Chapter 2 Flashcards
What are the two types of data analysis?
Exploratory and explanatory
What is exploratory?
Looking for patterns
What is explanatory?
Communicate the conclusion. They have to designed in such a way where it is easy to interpret.
What are the four characteristics of a good plot?
- Show the data
- Make patterns easy to see
- Display magnitudes honestly
- Draw graphics clearly
What are the characteristics of a bad plot?
Hiding the data: variations and densities
(Unable to see patterns, unable to say anything about the population - how many)
How to shaw patterns?
Scales and arrangements/ Appropriate scales and arrange in a reasonable way
“zoom” into the more relevant scales
adjust s axis in such way that shows patters
What is representing magnitudes dishonestly?
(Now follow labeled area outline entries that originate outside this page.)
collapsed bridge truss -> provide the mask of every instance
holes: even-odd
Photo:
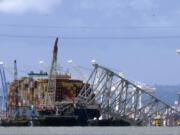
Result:
[[[93,66],[87,85],[77,97],[77,106],[97,107],[102,119],[123,119],[132,125],[148,125],[151,120],[159,117],[168,126],[170,117],[180,114],[151,91],[135,85],[108,68],[98,64]]]

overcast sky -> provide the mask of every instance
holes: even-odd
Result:
[[[101,65],[147,84],[180,84],[179,0],[0,0],[0,60],[38,71],[51,61]],[[8,71],[9,74],[11,71]]]

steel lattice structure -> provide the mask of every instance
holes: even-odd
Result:
[[[0,66],[0,78],[1,78],[1,89],[2,89],[2,99],[1,99],[1,113],[6,111],[6,106],[7,106],[7,82],[6,82],[6,75],[4,71],[4,66]]]
[[[99,108],[102,119],[123,119],[132,125],[147,125],[152,119],[160,117],[168,126],[170,117],[179,114],[149,91],[98,64],[94,64],[76,105]]]

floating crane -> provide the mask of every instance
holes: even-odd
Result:
[[[17,75],[18,75],[17,62],[16,62],[16,60],[14,60],[14,80],[17,80]]]
[[[56,38],[51,68],[48,78],[48,95],[47,95],[47,105],[54,107],[55,95],[56,95],[56,77],[57,77],[57,54],[58,54],[58,38]]]
[[[0,77],[1,77],[1,84],[2,84],[2,106],[1,111],[5,112],[7,110],[7,81],[6,81],[6,75],[4,71],[3,63],[0,64]]]

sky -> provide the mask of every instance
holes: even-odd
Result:
[[[64,70],[68,60],[92,69],[95,59],[133,81],[180,84],[179,0],[0,0],[7,76],[14,59],[19,75],[50,65],[55,37]]]

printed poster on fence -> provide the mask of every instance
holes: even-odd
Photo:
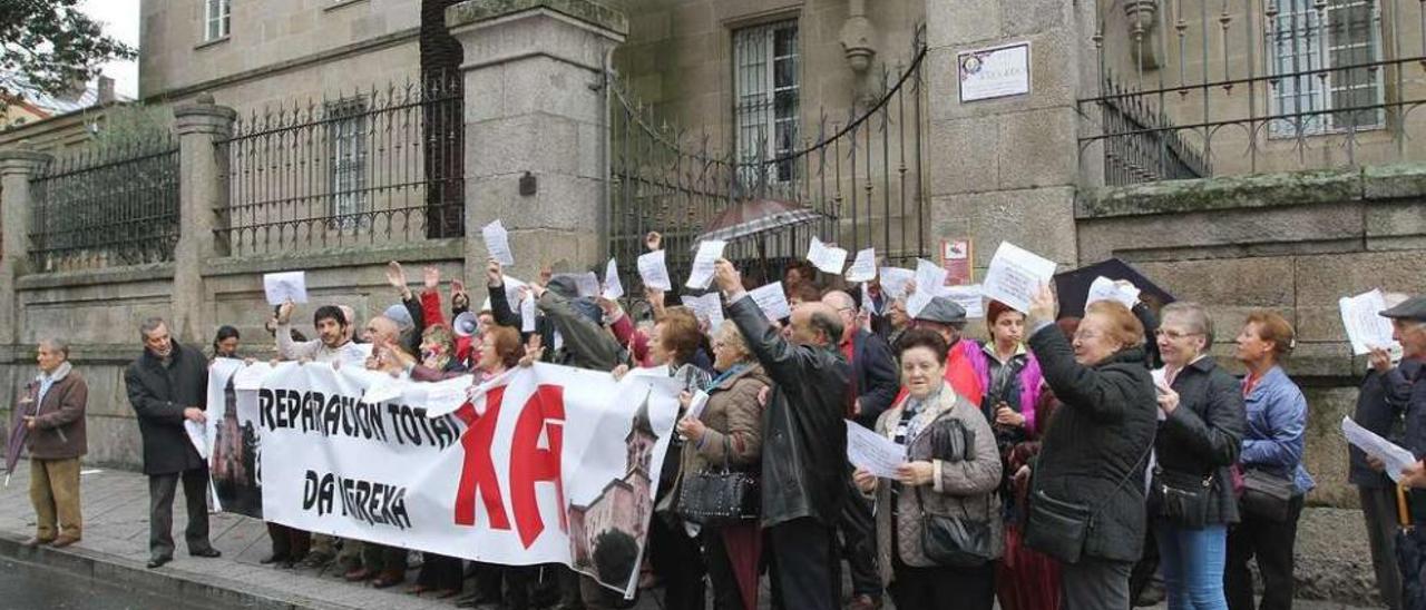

Start y-axis at 0, height of bar plot imply magnitude
What are two things to consider when drawing graphical elements clearly?
Is it readable? and considering a diverse (colorblindness) audience
What is the difference between a bar graph and a histogram?
Bar graph contain space between bins and histogram does not. The x axis of a bar graph represent categorical variable while histogram, represents numerical variable
What is a pie chart and why is it not as good?
Display frequencies of a categorical variable. The issue with pie chart is that the “slices” are hard to see when that frequency is small/low
What kind of shapes can histogram have?
Skewness: right/positive skew and left/negative skew
What are types of histograms and density plots?
Bell shaped, bimodal, skewed, and uniform
What is an outlier?
An extreme observation
Showing association between two categorical variable (categories different from each other)
Contingency table, Grouped bar graph, Mosaic Plot
Contingency Table
Frequency of occurrence of all combinations of two or more categorical variables
Grouped Bar Graph
Heights display frequency distributions of 2 or more categorical variables
Mosaic Plot
Areas of rectangles display the relative frequency of occurrences of all combination of 2 or more categorical variables
Showing Associations between two numerical variables
Scatter plot: positive association, negative association, and absent (no) association
Showing association between one numerical and one categorical variables
Strip chart: each observation is a dot, they are jittered
Multiple histograms: stack vertically
How to show trends in time or/and place?
Line graph and map
Line graph
- Connect the dots
- Trends
- Rate og change
Map
- Color gradient
- Explanatory variables = location in space